The Bible as Literature

Finally, the Bible can be approached as one of the greatest works of literature or collections of works of literature of all time. Whether one is a believer, an atheist, or a member of another religion, it doesn't take much time perusing the Bible to find that the Good Book is, in fact, a good book. It is filled with a variety of stories, essays, poems, and speeches. It is an amazing piece.

I remember the first time I got "lost" in the Bible. I was attending a Christian school where we were largely self-paced, so seeing a student reading the Bible was not something any adult would have interfered, although they should have that day. One of the texts asked me to read something from 1st Samuel and I got so into the story of David that I totally blew the entire day. I ended up having to take everything home for homework. I was 14 and I loved a good adventure story. Most of my free time was caught up in stories of swords and magic.
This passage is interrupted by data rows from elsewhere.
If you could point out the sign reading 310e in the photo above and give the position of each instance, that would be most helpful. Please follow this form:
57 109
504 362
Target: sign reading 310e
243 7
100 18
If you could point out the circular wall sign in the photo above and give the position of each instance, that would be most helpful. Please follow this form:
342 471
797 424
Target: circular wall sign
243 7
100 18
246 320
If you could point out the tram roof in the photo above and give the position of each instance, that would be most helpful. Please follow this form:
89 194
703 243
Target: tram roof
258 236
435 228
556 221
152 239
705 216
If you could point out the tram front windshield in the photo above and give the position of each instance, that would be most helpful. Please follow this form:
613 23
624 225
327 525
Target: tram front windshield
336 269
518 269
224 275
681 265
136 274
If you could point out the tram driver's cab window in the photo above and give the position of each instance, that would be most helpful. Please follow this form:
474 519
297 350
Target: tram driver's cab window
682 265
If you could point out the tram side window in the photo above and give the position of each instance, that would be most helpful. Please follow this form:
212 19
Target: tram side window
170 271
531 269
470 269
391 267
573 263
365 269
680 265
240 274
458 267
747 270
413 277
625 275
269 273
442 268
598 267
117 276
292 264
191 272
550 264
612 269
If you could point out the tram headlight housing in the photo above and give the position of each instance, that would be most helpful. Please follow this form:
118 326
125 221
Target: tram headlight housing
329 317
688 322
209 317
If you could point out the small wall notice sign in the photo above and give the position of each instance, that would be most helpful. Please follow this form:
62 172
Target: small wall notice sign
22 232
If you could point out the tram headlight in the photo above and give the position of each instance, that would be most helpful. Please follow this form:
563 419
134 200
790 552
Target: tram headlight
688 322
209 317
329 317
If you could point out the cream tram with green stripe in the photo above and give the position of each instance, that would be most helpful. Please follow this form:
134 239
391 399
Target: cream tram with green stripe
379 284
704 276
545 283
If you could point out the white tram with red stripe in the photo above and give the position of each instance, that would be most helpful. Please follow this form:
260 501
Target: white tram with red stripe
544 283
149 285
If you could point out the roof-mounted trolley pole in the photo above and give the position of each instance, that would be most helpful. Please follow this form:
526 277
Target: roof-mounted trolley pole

I hadn't mean to spend five hours reading the Bible, but I did. As I closed the pages on an ancient David and being given Abishag to keep him warm, and at last he died, I was satisfied. It was a great story. Then I looked at the clock and whispered a word that was not allowed at my school when I realized I'd "wasted" the entire day.

There are so many really great stories like that in the Bible, but not just stories. When I realize I haven't read much in the Bible, my go-to is the Book of Psalms or Ecclesiastes. They are both so mournful. I love poetry, but bitter-sweet is my favorite flavor. Most of the time, when I am thinking about the Bible and end up reading the Bible though, it is the doctrinal books of the New Testament. Cogent, coherent, beautiful essays, written in the forms of letters (which gives a personal, rhetorical touch) move me . . . Romans 7. When you're frustrated with yourself, like I am all the time, read Romans 7. He gets me. He speaks to what it is to be human. That is good, flippin' writing right there. Or Galations 3. Isn't that perfect! Doesn't that just perfectly capture trying to be a good person and knowing you can't be good enough and that even trying isn't how you do it? And look at that little bit in the middle of 3, verses 15-22, It looks like Paul can get lost in a good story of the Bible too. 

Reading the Bible as literature is a great way to think through plot, genre, purpose, setting, verbal style, and audience. It is really good stuff.

It's All Okay

So, how will I teach the New Testament. Who knows. We're more than a year out from me teaching that class if I ever do. Still, it is something to consider. And something with which I am still coming to terms.